Le tombeau vide, cela ne veut pas dire simplement que Jésus a disparu, cela veut dire qu’il est ressuscité. C’est cet acte de foi, « il vit et il crut » (Jn 20,8) qui va être le fondement du témoignage pour se développer progressivement à partir de Jérusalem, et dont nous avons un premier exemple dans le livre des Actes des Apôtres. Pierre arrive dans la maison de Corneille et rappelle le passage de Jésus en faisant le bien dans le pays des Juifs et à Jérusalem. Ils l’ont supprimé en le suspendant au bois du supplice. Dieu l’a ressuscité au troisième jour et lui a donné de se manifester non pas à tout le peuple, mais à des témoins que Dieu avait choisis d’avance. Voilà comment nous comprenons que la manifestation du Christ ressuscité n’est pas un acte de puissance qui obligerait l’intelligence et la liberté humaine à s’incliner sans avoir à adhérer, comme certains quelquefois souhaiteraient que Dieu intervienne dans l’histoire des hommes de telle façon qu’il n’y ait pas lieu de réfléchir ou de discuter. Eh bien précisément, Dieu n’intervient pas dans l’histoire des hommes de façon à leur fermer le chemin d’une adhésion libre et éclairée. Cette adhésion libre et éclairée est rendue possible par le fait que la résurrection du Christ ne s’impose pas par la matérialité des faits mais se transmet par le témoignage des apôtres et de ceux qui les suivent. C’est parce qu’il s’agit d’une parole portée au nom de Dieu que chacun et chacune de ceux qui entendent cette parole ne sont pas obligés de croire, mais sollicités à croire et incités à ouvrir leur propre intelligence et leur propre cœur de façon que ce soit réellement un acte humain complet qui les mette en relation avec le Christ.
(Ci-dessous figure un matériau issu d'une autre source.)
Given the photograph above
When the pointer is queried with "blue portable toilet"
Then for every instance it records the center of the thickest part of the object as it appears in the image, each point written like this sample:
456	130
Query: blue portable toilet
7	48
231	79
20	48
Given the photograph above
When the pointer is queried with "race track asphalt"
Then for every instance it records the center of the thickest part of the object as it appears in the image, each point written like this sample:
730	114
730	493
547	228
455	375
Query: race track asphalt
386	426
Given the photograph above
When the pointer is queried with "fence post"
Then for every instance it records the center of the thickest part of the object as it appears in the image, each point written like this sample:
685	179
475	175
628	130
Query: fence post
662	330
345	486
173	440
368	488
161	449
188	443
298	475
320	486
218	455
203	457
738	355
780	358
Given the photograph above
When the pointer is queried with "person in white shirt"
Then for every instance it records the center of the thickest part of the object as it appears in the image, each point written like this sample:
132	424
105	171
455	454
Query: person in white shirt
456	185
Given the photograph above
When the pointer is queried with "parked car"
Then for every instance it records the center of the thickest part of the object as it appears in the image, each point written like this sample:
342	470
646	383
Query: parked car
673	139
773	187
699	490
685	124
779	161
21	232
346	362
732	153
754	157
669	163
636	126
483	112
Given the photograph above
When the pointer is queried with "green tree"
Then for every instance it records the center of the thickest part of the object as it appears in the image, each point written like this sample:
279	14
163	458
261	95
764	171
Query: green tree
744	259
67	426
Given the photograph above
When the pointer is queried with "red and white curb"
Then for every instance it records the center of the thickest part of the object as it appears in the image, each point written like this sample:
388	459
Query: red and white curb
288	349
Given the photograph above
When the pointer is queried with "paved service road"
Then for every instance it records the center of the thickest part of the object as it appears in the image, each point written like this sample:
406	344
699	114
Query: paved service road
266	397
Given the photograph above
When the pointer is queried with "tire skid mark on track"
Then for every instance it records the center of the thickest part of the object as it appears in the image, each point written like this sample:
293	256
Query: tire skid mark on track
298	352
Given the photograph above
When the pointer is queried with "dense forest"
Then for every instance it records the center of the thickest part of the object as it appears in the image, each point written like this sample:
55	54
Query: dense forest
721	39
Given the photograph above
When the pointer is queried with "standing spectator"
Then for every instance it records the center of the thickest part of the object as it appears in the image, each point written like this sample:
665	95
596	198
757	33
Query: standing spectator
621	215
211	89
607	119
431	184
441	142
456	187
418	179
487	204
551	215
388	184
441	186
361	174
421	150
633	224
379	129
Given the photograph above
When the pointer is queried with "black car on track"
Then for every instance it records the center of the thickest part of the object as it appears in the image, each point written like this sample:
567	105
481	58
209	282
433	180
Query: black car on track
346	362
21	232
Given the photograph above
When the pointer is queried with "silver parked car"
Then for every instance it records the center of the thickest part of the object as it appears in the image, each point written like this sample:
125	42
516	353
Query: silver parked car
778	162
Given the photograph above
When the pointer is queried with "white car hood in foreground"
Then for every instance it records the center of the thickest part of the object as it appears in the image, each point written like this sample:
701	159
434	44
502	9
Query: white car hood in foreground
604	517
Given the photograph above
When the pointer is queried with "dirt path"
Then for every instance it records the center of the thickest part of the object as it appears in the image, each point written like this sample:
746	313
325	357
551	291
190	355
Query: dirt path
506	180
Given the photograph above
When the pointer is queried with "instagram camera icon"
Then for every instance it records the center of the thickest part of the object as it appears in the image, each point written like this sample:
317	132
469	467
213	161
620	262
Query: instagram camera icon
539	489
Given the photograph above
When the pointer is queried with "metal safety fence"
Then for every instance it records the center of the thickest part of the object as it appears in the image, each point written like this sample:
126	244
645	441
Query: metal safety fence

Si cet itinéraire nous éclaire sur notre propre foi, il définit aussi pour nous les conséquences de cet acte de foi, car si nous croyons sur le témoignage de ceux que nous avons connus et qui nous ont annoncé la résurrection du Christ, cela veut dire que cette annonce à ceux qui nous suivent dépend aussi de nous. Aucun homme et aucune femme ne croira au Christ ressuscité en raison d’une vision. Ce qui va susciter la foi au Christ ressuscité, c’est le témoignage de ceux qui ont misé leur vie sur cette réalité de la victoire du Christ sur la mort. Ce témoignage, c’est la mission première de l’Église à travers les âges et les lieux. Nous devons annoncer la résurrection du Christ ! Mais annoncer la résurrection du Christ, ce n’est pas simplement faire des discours sur la résurrection du Christ, c’est aussi vivre d’une certaine façon, comme saint Paul le dit aux Colossiens, « si vous êtes ressuscités avec le Christ, alors recherchez les réalités d’en haut : c’est là qu’est le Christ, assis à la droite de Dieu » (Col 3,1). « Les réalités d’en haut » signifient ne pas se laisser absorber par le mécanisme des événements, conditionner par l’histoire des hommes, mais vivre dans l’espérance qu’à travers ces événements de l’histoire des hommes, une réalité plus grande, plus puissante est à l’œuvre, et nous rend capables d’assumer la condition humaine.

Frères et sœurs, croire aujourd’hui à la résurrection du Christ, c’est croire qu’il y a au cœur du monde une force de liberté et d’amour qui nous rend capables d’assumer la condition humaine. Amen.

+ André cardinal Vingt-Trois, archevêque de Paris.